The classes, which introduce the traditional Khmer art of bokator, start at 7:30pm, cost $5 and have been running for three weeks.
At the classes, the fighters instruct flabby barang on the correct way to punch downward from the head and how to grab a kick, twist the opponent into an awkward position and deliver a bone-breaking blow to the leg.
Muscular Say Tevine, 22, has Khmer tattoos across his chest and a sparkly, faux-diamond stud on an incisor tooth. He’s still buzzing from winning the gold medal in the 65kg weight class at the Bokator National Championships, held at Olympic Stadium in Phnom Penh in September. He didn’t win a lot of money, but he did gain a lot of pride and a nice medal. “I was incredibly happy to win,” he says.
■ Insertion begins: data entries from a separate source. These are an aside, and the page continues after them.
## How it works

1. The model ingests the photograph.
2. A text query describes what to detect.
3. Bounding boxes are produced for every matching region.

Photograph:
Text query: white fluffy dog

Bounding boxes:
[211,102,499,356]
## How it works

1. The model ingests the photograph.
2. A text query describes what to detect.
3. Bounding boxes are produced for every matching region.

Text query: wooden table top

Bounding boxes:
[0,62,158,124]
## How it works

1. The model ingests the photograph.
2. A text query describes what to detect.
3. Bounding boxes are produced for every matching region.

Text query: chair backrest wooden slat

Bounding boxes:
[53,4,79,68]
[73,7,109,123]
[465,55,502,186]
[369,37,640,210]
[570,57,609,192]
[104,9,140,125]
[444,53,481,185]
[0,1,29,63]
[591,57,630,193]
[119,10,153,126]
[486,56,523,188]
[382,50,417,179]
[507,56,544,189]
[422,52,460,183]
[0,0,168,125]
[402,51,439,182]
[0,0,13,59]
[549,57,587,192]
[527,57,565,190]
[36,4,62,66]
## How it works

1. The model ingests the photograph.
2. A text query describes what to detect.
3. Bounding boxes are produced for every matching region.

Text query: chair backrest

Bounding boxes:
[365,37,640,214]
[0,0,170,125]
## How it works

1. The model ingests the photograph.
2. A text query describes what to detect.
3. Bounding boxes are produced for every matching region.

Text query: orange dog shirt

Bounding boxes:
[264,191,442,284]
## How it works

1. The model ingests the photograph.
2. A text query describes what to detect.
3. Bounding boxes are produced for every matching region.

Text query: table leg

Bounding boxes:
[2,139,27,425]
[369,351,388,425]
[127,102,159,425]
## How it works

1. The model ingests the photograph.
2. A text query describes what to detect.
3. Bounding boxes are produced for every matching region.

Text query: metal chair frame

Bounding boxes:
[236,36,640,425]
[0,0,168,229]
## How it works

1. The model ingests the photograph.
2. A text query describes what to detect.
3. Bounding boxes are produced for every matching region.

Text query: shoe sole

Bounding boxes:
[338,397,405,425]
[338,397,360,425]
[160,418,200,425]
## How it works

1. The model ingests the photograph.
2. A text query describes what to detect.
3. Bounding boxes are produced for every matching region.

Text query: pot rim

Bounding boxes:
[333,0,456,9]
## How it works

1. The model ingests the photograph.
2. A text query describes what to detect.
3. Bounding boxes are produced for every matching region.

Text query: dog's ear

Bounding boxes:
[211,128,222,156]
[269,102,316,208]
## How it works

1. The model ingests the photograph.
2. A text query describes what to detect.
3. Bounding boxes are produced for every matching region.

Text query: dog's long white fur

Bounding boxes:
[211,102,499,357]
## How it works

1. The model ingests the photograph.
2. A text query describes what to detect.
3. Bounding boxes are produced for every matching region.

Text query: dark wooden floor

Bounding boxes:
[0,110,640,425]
Say Tevine and Phearom Hok were asked by Grand Master San Kim Sean, the boss of the Cambodia Bokator Federation in Phnom Penh, to move to Siem Reap and start a bokator club 10 months ago.
They established the Mohanokor Club in a dirt road neighbourhood near Psar Leu market on National Road 6, where they hold nightly classes for Siem Reap boys and men.
Phearom Hok says Mohanokor is the only bokator club in Siem Reap, and adds, “Most of our students are workers and tour guides. I love my culture and I want to keep it alive. I want the next generation to learn about the culture, so I love teaching. If you go to Bayon or Angkor Wat temples, the carvings on the wall show the history of bokator. It makes me proud."